Genre Literary Fiction

Published by Penguin Random House

The cultural fact was that conflicts were resolved through silent afflections, not through exaggerated emotions.

Of smokeless fire, page 281

A magnificent novel, by A. A Jafri, revolving around Mansoor; son of a well-known barrister Noor-ul-Haq, Mehrun; an ambitious girl employed as a house help at Mansoor’s household and Joseph; a bhangi, the untouchable whose life is destined to clean shit-holes of the affluent.

The friendship between Mansoor, Mehrun, and Joseph will touch your heart. The social and political setup of Pakistan, the unhappiness of Noor; Mansoor’s father-who had migrated from India post-partition, the religious fanaticism, the persecution of Ahmadis, and the way Noor raises his son will strike a chord or two with your own conscience.

The novel encompasses so many issues. The political unrest of Pakistan, the social and economic gap between the wealthy and the poor, and the unsettling difference between the extremely religious and rationalist thinkers, to name a few.

Laced with the folklores of djinns and churails, Jafri weaves a beautiful story of belongingness, separation, and rearing fractured relationships.
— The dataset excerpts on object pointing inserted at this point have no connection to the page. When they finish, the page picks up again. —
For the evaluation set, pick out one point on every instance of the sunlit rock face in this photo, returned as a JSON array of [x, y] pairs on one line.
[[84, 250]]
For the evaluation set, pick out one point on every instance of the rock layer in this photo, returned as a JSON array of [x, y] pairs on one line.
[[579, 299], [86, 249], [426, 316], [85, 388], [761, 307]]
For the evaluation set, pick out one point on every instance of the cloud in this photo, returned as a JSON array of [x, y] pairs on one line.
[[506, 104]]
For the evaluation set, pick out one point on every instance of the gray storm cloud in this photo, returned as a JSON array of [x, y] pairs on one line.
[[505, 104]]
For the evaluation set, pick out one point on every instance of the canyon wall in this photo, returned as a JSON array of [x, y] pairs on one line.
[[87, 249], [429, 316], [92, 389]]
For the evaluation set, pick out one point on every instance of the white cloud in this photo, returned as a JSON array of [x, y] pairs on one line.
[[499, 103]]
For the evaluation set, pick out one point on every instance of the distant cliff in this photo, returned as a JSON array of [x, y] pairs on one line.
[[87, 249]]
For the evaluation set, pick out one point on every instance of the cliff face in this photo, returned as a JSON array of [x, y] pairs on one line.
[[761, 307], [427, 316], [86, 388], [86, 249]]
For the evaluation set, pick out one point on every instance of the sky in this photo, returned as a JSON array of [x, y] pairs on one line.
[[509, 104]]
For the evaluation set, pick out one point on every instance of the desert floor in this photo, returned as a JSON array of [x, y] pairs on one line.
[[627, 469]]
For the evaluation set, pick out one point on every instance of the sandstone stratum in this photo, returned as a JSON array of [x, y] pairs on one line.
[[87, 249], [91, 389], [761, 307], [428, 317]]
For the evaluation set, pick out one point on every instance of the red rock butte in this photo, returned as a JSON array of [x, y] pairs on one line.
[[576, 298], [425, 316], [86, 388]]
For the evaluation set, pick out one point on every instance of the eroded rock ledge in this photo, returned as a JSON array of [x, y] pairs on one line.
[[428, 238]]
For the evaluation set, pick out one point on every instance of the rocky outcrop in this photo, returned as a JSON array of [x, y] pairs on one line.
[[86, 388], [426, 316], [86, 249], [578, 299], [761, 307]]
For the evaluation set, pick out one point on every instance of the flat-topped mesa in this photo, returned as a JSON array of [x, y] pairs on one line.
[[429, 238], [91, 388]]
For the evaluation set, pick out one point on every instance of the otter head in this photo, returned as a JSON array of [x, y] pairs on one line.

Everything has been said about the rich and the poor, patriotism and questioning your country and religion and its role in shaping our personalities. But the story is said in such a captivating way that the pain of the characters lives with you forever.

Like two people living a frctured life, seperated by abstractions, they pretended to have patched up their differences in utter silence.